IKZ-HAUSTECHNIK, Ausgabe 6/1999, Seite 192 ff.


HEIZUNGSTECHNIK


Kritische Bewertung von prozentualen Aussagen in der Heizungstechnik

In der Heizungstechnik kommen Prozentzahlen eine große Bedeutung zu. Vom weiten Feld der Wirtschaftlichkeitsbetrachtungen bis hin zu den mit dem Niedrigenergiehaus sich verschiebenden Relationen geht das Spektrum. Was besagen Prozentgrößen und welche Wirkung haben sie in der Praxis. Die Redaktion der IKZ-HAUSTECHNIK hat Dipl.-Ing. Gerd Böhm*, der sich schon in verschiedenen Veröffentlichungen mit dem Thema Nutzungsgrad befaßt hat, um einen Beitrag zu dem Thema "Prozentuale Aussagen in der Heizungstechnik und deren kritische Bewertung" gebeten.

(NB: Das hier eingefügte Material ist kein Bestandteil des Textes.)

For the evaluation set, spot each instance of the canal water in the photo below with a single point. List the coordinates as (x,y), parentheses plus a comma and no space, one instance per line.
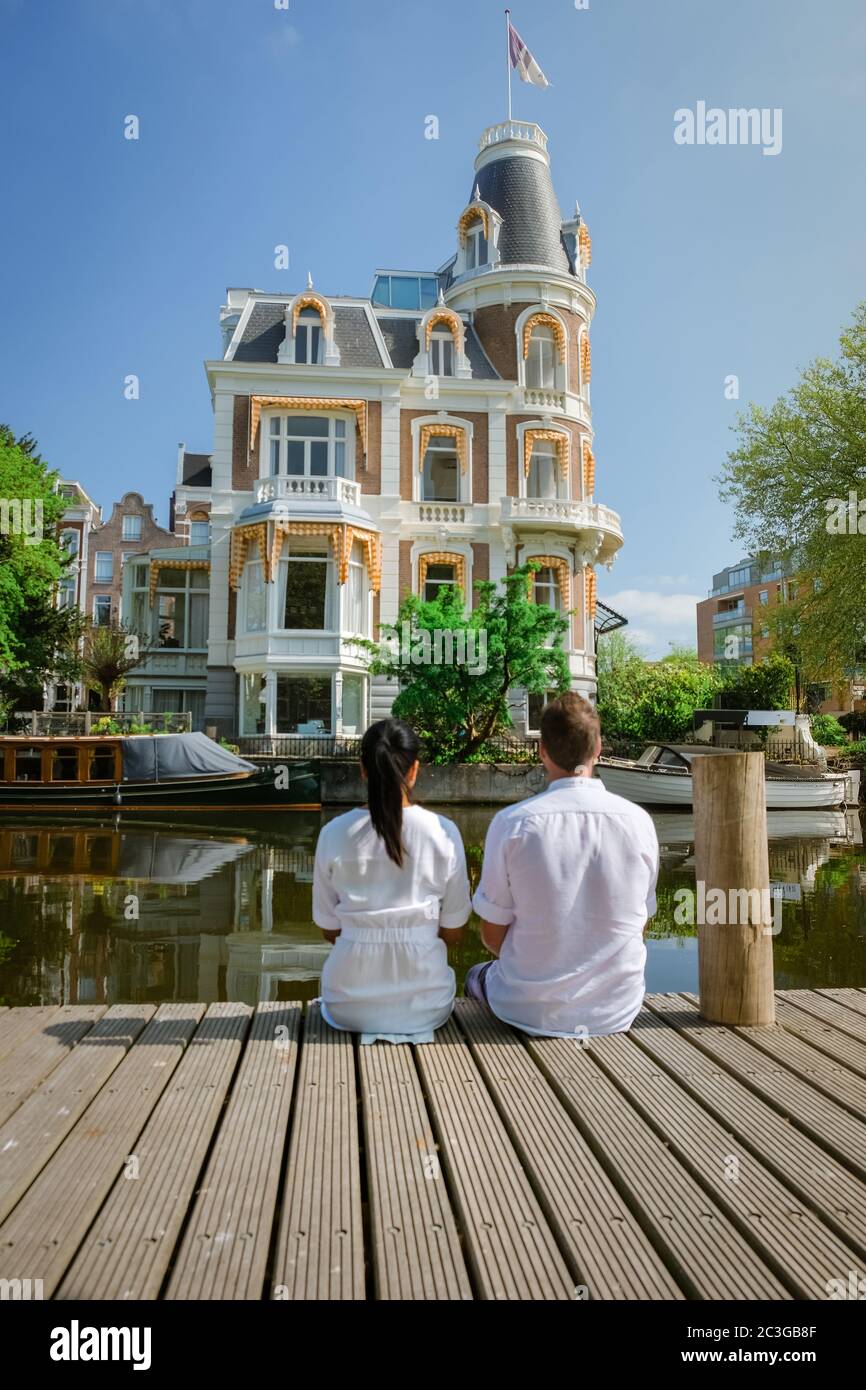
(131,909)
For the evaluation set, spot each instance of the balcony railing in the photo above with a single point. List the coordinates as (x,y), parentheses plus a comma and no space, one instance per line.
(309,489)
(513,131)
(544,398)
(446,512)
(738,615)
(580,514)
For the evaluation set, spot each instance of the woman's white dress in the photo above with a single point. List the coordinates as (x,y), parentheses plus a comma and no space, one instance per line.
(388,973)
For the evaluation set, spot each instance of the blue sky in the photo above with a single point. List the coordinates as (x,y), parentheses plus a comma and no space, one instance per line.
(306,127)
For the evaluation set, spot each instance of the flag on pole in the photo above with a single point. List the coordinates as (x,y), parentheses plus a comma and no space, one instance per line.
(523,60)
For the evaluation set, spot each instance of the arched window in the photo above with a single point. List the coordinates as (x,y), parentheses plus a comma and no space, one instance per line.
(541,359)
(199,528)
(476,245)
(442,353)
(542,480)
(545,588)
(307,446)
(309,337)
(441,470)
(438,569)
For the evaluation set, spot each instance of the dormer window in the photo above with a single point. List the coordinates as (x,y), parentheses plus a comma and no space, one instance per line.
(441,473)
(309,337)
(307,446)
(541,359)
(476,246)
(442,355)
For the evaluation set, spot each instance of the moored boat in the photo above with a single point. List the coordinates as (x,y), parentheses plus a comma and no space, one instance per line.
(166,772)
(662,776)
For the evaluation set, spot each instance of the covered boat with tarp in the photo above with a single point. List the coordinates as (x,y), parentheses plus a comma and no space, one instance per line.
(170,772)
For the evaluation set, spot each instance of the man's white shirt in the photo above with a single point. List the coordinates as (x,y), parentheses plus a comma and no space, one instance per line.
(572,873)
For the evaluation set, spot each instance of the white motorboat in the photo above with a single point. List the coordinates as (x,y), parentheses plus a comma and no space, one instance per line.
(662,776)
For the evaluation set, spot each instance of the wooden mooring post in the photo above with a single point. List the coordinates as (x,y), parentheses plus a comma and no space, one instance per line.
(733,879)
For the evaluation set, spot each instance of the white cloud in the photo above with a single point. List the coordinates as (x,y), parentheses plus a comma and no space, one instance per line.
(655,620)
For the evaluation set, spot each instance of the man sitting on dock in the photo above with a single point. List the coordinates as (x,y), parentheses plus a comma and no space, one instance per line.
(566,891)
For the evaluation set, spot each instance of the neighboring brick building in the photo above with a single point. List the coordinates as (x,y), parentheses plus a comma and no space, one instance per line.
(437,432)
(733,623)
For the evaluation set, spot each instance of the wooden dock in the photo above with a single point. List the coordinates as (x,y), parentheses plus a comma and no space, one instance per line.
(225,1153)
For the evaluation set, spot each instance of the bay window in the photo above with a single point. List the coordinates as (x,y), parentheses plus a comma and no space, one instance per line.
(307,446)
(357,606)
(256,609)
(303,705)
(305,588)
(545,588)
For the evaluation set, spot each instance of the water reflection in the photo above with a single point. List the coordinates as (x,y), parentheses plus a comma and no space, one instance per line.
(131,909)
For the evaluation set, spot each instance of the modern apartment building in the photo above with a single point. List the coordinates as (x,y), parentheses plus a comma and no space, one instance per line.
(733,626)
(438,431)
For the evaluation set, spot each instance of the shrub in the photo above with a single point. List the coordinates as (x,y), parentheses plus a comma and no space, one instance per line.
(827,731)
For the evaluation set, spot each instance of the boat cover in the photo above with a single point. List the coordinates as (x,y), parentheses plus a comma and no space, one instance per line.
(170,756)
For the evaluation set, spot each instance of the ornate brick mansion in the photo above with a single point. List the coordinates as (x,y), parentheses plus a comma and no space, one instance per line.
(437,432)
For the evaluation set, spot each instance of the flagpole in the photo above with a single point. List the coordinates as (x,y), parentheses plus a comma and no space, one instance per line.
(508,52)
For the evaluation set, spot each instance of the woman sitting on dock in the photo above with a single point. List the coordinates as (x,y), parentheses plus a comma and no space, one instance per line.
(391,893)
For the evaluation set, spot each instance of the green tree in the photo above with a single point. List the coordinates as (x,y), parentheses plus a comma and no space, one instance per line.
(791,477)
(38,641)
(109,655)
(766,685)
(641,699)
(503,642)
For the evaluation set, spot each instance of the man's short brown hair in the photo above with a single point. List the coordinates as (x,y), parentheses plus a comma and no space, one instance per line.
(570,730)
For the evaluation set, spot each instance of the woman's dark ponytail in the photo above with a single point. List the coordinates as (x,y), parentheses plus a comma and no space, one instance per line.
(388,751)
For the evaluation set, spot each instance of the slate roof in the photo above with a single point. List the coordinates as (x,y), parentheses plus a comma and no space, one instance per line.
(402,342)
(196,470)
(266,330)
(521,191)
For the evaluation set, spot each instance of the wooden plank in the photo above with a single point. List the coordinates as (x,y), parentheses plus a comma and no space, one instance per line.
(776,1226)
(833,1193)
(829,1011)
(851,998)
(822,1036)
(36,1129)
(602,1241)
(50,1221)
(128,1247)
(806,1062)
(225,1247)
(659,1150)
(41,1052)
(320,1251)
(416,1248)
(510,1248)
(18,1023)
(808,1108)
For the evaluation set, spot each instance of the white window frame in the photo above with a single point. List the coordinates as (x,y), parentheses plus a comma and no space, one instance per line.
(442,353)
(473,243)
(102,578)
(250,594)
(309,320)
(100,599)
(332,438)
(541,338)
(331,598)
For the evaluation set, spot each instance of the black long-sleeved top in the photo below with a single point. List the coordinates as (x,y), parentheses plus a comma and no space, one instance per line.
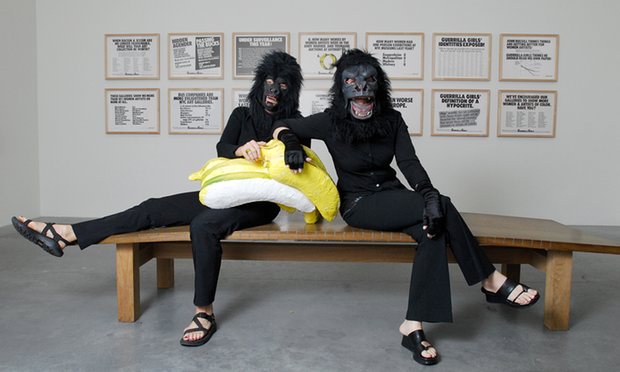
(364,168)
(242,127)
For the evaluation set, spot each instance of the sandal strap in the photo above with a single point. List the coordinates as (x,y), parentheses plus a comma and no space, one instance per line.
(202,315)
(418,338)
(506,289)
(49,226)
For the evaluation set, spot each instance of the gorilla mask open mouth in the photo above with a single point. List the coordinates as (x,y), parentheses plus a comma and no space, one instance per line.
(362,107)
(271,101)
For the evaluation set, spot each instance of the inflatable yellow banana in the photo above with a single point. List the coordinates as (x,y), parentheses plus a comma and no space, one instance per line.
(314,182)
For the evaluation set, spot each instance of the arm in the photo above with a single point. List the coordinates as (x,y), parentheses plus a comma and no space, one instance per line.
(228,143)
(229,147)
(414,172)
(287,131)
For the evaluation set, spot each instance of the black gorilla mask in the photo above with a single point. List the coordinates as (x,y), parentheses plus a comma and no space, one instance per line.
(359,84)
(274,89)
(277,70)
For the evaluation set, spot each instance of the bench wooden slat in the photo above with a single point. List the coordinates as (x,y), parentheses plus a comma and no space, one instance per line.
(511,241)
(490,230)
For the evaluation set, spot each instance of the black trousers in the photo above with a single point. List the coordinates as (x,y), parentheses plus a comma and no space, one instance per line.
(207,227)
(429,291)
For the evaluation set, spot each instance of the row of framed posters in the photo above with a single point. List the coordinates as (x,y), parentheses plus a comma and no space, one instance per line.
(456,56)
(520,113)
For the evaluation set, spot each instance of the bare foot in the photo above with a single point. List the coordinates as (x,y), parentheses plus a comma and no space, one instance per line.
(497,279)
(65,231)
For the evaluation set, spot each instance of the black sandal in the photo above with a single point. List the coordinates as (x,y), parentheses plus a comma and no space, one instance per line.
(200,328)
(50,245)
(501,296)
(413,342)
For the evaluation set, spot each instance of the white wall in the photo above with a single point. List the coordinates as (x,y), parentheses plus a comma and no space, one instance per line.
(572,178)
(19,141)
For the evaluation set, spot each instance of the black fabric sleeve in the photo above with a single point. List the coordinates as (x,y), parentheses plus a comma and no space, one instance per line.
(312,127)
(407,160)
(229,141)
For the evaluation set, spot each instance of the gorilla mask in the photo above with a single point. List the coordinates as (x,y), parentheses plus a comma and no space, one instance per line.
(277,85)
(273,91)
(359,84)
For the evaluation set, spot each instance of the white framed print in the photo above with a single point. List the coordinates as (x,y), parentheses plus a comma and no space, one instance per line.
(526,113)
(318,51)
(313,101)
(131,56)
(462,56)
(132,111)
(401,53)
(195,55)
(240,98)
(529,57)
(249,48)
(196,111)
(460,112)
(410,104)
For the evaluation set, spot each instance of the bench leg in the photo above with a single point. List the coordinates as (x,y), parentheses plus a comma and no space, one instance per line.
(128,281)
(558,283)
(165,272)
(512,271)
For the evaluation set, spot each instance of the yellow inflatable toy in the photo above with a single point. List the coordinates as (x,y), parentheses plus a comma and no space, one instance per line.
(230,182)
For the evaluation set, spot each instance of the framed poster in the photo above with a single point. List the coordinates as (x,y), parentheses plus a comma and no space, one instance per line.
(526,113)
(249,48)
(240,98)
(463,112)
(461,56)
(401,54)
(131,56)
(528,57)
(318,51)
(196,56)
(132,111)
(196,111)
(312,101)
(410,103)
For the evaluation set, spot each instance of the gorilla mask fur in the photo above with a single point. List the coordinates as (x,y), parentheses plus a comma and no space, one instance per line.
(360,92)
(276,87)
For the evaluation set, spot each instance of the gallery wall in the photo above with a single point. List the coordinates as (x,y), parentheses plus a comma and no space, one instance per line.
(572,178)
(19,140)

Prozentgrößen spielen in der heutigen Heiztechnik eine nicht nur große, sondern, wie es den Anschein hat, sogar überragende Rolle. So bestimmt ihr wohl prominentester Vertreter - der Nutzungsgrad - fast schon diktatorisch die Vorstellung von dem, was als wirtschaftlich zu gelten hat. Auch die Produktlandschaft wird von Prozentgrößen massiv beeinflußt.

Nirgendwo wird intensiver über energiesparende Heiztechnik nachgedacht als beim Niedrigenergiehaus. Jeder kleinste noch verbleibende Energieverlust erscheint ja als optisch beeindruckende Prozentzahl. Weiterhin besteht die Gefahr von Mißverständnissen, wenn gleichartig erscheinende Prozentgrößen nicht vergleichbar sind oder wenn sie die "falsche Physik" suggerieren. Schließlich bieten Prozentgrößen häufig auch ausgezeichnete Manipulationsmöglichkeiten. Mit geschickt gewählten Randbedingungen ist es oft möglich, das Ergebnis quasi nach Wunsch zu steuern.

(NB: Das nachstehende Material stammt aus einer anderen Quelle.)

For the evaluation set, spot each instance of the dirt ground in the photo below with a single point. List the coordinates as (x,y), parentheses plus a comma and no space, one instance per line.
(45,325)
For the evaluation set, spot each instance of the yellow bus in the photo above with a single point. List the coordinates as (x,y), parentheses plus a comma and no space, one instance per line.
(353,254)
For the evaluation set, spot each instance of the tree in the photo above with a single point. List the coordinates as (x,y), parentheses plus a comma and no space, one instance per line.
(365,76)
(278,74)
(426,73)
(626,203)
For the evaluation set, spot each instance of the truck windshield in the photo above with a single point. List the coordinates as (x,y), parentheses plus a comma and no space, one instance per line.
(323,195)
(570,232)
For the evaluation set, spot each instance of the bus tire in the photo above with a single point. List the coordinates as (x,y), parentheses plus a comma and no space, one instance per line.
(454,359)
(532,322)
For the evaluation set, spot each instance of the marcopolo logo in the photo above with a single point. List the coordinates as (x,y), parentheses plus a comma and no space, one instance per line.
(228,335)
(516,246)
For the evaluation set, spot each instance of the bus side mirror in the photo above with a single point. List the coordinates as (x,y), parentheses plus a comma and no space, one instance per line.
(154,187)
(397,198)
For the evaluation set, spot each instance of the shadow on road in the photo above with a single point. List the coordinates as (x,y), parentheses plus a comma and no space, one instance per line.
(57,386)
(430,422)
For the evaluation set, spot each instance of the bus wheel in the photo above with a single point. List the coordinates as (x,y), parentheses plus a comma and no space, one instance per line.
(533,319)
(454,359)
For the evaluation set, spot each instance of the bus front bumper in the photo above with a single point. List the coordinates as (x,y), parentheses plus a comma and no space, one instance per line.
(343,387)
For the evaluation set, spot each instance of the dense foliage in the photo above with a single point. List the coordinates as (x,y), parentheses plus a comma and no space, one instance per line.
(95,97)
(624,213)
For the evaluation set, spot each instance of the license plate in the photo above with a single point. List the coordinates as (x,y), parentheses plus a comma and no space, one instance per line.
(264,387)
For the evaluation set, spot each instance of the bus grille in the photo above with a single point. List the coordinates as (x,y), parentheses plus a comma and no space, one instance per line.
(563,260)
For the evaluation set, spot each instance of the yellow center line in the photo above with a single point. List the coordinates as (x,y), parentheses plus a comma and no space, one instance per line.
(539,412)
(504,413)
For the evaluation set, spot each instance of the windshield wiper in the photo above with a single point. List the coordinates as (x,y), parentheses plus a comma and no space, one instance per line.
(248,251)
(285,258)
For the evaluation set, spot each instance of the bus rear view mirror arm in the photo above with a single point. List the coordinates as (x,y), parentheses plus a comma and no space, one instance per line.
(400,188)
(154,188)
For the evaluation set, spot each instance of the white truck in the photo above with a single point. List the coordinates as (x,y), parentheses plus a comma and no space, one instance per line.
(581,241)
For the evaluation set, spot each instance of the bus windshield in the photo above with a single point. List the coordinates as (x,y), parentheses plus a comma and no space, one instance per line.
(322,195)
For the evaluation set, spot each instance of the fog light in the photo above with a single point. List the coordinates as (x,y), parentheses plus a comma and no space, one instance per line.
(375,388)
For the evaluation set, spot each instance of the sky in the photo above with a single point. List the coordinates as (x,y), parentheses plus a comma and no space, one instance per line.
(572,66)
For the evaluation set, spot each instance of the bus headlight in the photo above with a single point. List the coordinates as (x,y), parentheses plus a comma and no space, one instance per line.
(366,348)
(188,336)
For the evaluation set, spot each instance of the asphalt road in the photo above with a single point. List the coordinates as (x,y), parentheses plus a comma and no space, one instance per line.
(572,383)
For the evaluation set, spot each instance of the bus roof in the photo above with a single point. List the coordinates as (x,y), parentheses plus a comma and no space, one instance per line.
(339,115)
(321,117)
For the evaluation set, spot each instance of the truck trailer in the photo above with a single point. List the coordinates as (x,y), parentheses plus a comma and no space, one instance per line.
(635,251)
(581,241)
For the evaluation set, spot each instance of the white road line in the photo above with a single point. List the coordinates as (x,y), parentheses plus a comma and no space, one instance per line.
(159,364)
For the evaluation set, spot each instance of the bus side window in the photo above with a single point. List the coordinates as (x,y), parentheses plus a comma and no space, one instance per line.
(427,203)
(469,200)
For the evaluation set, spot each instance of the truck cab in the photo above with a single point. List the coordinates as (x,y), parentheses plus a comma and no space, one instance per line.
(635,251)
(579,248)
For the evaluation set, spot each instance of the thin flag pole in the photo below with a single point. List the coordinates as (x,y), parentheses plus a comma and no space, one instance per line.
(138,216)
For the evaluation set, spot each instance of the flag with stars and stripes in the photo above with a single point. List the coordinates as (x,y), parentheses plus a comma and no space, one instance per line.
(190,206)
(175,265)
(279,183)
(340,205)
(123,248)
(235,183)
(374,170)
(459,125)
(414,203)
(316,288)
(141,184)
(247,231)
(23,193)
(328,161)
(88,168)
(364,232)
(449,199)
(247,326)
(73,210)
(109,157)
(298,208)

Sicher ist es nun angebracht, diese keineswegs vollständige Aufzählung von Eigenschaften und Wirkungen in der Heiztechnik anzutreffender Prozentgrößen mit entsprechenden Beispielen zu belegen. Es geht dabei um

Die Fragwürdigkeit von Kesselnutzungsgraden zur wirtschaftlichen Bewertung

Nutzungsgrade beschreiben das Verhältnis von genutzter und aufgewendeter Energie. Der Aufwand deckt die Nutzenlieferung sowie die Systemverluste ab. Verringert sich der Nutzbedarf bei gleichbleibenden Systemverlusten, fällt der Nutzungsgrad. Er ist als Zahlenwert in seiner Größe nur zu halten, wenn die Verluste in gleichem Maß wie der Nutzbedarf verringert werden. Beispiel in Bild 1.

Bild 1: Beispiel für Fehlbewertungen über den Nutzungsgrad.

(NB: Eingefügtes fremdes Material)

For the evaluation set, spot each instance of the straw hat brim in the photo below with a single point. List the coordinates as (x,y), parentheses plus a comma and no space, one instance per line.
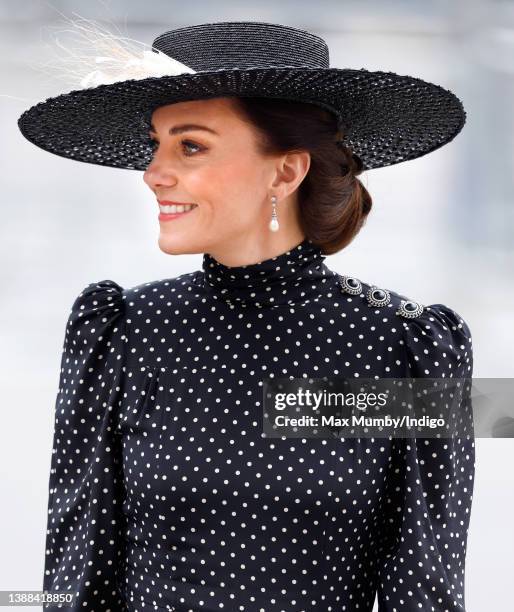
(386,118)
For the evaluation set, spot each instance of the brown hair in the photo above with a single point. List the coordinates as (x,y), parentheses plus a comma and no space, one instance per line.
(333,203)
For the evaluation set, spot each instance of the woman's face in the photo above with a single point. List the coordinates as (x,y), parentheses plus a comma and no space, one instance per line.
(216,166)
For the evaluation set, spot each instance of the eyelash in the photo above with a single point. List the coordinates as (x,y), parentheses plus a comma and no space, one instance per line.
(155,144)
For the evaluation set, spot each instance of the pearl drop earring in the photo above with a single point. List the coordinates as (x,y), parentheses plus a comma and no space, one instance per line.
(273,224)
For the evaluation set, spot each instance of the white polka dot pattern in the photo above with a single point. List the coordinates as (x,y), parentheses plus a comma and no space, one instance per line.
(166,495)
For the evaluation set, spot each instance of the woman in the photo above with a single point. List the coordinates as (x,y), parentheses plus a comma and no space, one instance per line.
(165,493)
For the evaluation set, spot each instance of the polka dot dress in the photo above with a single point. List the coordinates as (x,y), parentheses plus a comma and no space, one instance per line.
(165,494)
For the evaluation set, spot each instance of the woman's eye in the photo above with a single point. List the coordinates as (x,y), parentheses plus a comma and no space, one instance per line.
(186,143)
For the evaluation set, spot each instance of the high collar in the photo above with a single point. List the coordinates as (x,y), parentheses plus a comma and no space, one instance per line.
(288,278)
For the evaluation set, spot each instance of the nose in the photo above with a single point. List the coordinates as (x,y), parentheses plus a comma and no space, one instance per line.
(158,174)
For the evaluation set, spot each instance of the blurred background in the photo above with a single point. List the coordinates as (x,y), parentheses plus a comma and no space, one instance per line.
(441,229)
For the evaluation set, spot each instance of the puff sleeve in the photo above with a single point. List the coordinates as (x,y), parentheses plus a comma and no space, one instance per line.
(429,503)
(84,525)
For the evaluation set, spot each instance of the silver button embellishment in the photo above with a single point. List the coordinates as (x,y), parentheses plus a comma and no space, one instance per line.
(409,309)
(378,297)
(351,285)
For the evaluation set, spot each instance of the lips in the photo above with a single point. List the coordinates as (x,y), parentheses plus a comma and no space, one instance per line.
(170,203)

Handelt es sich bei den vier Nutzungsgraden in Bild 1 um einen jeweils anderen Kessel, so würde die ausschließlich auf diesen Nutzungsgraden basierende energetische Bewertung folgendes Bild ergeben:

Kessel (2) ist energetisch schlechter als Kessel (1)

Objektiv falsche Aussage, denn beide Kessel haben identische Verluste und sind deshalb gleichwertig.

Kessel (3) ist energetisch gleich gut wie Kessel (1)

Die Aussage ist falsch, denn Kessel (3) ist mit einem Zehntel der Verluste von Kessel (1) um den Faktor 10 besser.

Kessel (4) ist energetisch schlechter als Kessel (1)

Ebenfalls falsche Aussage, denn Kessel (4) ist mit der Hälfte der Verluste von Kessel (1) um den Faktor 2 besser.

Von diesen Fehlbewertungen ist die letzte die gravierendste. Denn sie stellt den Sachverhalt auf den Kopf und begünstigt den schlechteren Kessel. Daß dies nicht praxisfern ist, zeigen Nutzungsgradmessungen, die Brennwertkessel in Niedrigenergiehäusern schlechter aussehen lassen als Niedertemperaturkessel auf Normnutzungsgrad bezogen (vorausgesetzt, daß auch richtig gemessen wurde). Fehlbewertungen dieser Art führen schnell zu "Verbesserungsempfehlungen", schlimmstenfalls gar zu dem Verdacht der "Nicht-Niedrigenergiehaus-Eignung".

Es liegt auf der Hand, daß mit dem Nutzungsgrad krasse Fehlbewertungen möglich sind. Vergleichbar sind nur "Normnutzungsgrade". Im Grunde geht es aber sehr viel einfacher - und vor allem unmißverständlich - über die absoluten Verlustgrößen. Diese wären auch mit andersartigen Systembedarfen, wie z.B. elektrische Energieaufwendungen für Pumpen oder sonstige Energieaufwendungen im Haushalt, vergleichbar und daher in einem weiteren Rahmen zu bewerten. Dabei wird auch schnell klar, um welche Größenordnung von Verlusten es überhaupt geht.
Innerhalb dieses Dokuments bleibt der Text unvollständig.